Hacking VoIP Exposed presented at BlackhatUSA 2006

by David Endler, Mark Collier,

Summary : Lately there seems to be an explosion of press hype around the possibility of hackers exploiting Voice-over-IP networks and services (Skype, Vonage, etc.). VoIP Spam, Caller ID Spoofing, Toll Fraud, VoIP Phishing, Eavesdropping, and Call Hijacking are just some of the terms being thrown around that seem to cause a fair share of fear and uncertainty in the market.

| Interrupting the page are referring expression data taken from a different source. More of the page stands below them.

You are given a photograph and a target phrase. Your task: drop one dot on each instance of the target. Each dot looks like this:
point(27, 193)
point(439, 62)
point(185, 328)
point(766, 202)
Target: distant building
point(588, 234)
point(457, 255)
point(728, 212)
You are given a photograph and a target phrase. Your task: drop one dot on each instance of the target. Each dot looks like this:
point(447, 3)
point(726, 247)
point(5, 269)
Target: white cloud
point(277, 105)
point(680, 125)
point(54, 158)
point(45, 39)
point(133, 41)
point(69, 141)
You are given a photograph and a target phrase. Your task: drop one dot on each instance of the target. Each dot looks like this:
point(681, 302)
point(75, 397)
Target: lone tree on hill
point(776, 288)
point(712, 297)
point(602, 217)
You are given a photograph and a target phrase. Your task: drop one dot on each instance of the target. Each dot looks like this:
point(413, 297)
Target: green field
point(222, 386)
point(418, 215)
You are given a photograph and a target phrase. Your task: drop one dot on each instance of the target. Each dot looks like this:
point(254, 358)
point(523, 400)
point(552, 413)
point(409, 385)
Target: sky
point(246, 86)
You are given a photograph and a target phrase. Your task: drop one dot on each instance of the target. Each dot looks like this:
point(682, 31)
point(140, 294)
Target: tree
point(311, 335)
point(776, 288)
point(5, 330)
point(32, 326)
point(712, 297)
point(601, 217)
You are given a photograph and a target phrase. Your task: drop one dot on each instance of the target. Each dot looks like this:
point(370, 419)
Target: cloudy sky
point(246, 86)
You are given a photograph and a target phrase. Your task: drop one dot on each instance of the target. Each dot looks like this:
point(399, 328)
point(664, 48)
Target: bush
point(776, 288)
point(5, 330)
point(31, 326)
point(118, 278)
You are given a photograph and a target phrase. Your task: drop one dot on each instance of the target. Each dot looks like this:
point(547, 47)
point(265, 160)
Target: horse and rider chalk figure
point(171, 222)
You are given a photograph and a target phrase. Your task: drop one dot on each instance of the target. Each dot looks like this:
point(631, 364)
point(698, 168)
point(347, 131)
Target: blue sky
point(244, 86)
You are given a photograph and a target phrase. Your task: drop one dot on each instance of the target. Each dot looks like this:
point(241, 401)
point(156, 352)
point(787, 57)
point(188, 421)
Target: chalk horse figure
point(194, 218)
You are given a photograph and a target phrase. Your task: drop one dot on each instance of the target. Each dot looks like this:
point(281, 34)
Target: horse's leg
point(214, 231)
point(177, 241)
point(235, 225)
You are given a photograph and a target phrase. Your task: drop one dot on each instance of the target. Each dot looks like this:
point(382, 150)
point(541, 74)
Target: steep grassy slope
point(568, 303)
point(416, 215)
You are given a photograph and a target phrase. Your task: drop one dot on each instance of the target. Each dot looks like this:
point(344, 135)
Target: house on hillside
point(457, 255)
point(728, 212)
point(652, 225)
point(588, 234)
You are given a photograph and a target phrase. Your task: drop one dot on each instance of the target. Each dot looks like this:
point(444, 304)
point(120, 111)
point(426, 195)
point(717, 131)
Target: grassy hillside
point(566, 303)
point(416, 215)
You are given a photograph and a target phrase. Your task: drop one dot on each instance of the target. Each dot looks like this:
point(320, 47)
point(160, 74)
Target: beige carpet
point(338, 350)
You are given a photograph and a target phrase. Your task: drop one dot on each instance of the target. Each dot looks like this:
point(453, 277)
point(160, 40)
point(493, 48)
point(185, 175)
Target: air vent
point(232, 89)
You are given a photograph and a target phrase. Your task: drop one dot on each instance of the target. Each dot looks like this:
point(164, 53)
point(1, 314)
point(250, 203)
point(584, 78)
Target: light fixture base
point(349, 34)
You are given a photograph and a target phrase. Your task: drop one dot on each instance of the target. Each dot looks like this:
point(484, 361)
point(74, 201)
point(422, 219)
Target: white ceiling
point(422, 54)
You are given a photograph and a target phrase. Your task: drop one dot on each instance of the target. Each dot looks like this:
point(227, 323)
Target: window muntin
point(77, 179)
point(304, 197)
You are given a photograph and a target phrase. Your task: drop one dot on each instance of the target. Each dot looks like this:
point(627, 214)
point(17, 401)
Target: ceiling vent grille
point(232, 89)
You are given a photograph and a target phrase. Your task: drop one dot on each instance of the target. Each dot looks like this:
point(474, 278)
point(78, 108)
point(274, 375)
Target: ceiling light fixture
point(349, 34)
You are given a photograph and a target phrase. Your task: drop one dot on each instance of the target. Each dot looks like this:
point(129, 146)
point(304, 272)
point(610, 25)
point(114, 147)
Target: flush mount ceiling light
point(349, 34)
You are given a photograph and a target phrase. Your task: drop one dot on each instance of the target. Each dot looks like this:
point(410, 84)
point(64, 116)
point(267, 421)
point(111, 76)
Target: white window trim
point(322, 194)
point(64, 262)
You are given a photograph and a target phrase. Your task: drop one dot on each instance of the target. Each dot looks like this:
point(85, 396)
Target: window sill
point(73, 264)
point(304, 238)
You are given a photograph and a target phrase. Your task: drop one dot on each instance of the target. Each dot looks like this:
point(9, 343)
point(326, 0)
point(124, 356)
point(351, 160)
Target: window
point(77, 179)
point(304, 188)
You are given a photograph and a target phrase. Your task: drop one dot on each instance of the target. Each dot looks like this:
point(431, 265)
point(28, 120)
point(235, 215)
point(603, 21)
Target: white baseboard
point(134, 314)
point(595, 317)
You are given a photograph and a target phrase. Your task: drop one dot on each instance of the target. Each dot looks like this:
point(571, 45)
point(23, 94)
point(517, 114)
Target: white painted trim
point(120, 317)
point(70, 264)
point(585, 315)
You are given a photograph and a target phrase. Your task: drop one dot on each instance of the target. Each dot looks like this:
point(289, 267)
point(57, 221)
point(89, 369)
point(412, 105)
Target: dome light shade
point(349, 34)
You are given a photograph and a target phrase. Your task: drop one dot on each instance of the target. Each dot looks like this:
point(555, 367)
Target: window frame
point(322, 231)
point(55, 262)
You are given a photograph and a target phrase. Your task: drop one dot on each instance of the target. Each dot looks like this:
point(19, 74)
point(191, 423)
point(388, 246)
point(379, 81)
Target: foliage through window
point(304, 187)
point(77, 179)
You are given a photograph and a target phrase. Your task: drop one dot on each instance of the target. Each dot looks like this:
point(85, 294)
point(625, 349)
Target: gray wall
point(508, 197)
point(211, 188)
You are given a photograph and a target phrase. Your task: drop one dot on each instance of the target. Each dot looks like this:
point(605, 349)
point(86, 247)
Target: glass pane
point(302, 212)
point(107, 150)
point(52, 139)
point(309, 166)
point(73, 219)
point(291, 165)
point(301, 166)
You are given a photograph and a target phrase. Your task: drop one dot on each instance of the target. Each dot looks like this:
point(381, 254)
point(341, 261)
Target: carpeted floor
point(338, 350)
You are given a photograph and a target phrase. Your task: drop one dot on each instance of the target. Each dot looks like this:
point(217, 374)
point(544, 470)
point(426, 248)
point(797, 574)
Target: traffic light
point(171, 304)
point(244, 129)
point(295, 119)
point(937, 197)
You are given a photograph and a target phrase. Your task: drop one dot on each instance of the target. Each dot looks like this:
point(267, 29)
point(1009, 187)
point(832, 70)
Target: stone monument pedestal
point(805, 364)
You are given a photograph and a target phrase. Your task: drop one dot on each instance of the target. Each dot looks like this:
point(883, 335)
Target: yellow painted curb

We set out to write "Hacking Exposed VoIP" in part to combat this FUD, and also in order to help admins prioritize and defend against the most prevalent threats to VoIP today through real exploitation examples. This presentation is the byproduct of our research for the book. In it, we describe and demonstrate many real-world VoIP exploitation scenarios against SIP-based systems (Cisco, Avaya, Asterisk, etc.), while providing a sense of realism on which attacks are likely to emerge into the public domain. Also, we will unveil several VoIP security tools we wrote to facilitate the exploiting and scanning of VoIP devices, along with a few 0-days we discovered along the way.
As VoIP is rolled out rapidly to enterprise networks this year, the accessibility and sexiness of attacking VoIP technology will increase. The amount of security research and bug hunting around VoIP products has only reached the tip of the iceberg and we predict many more vulnerabilities will begin to emerge.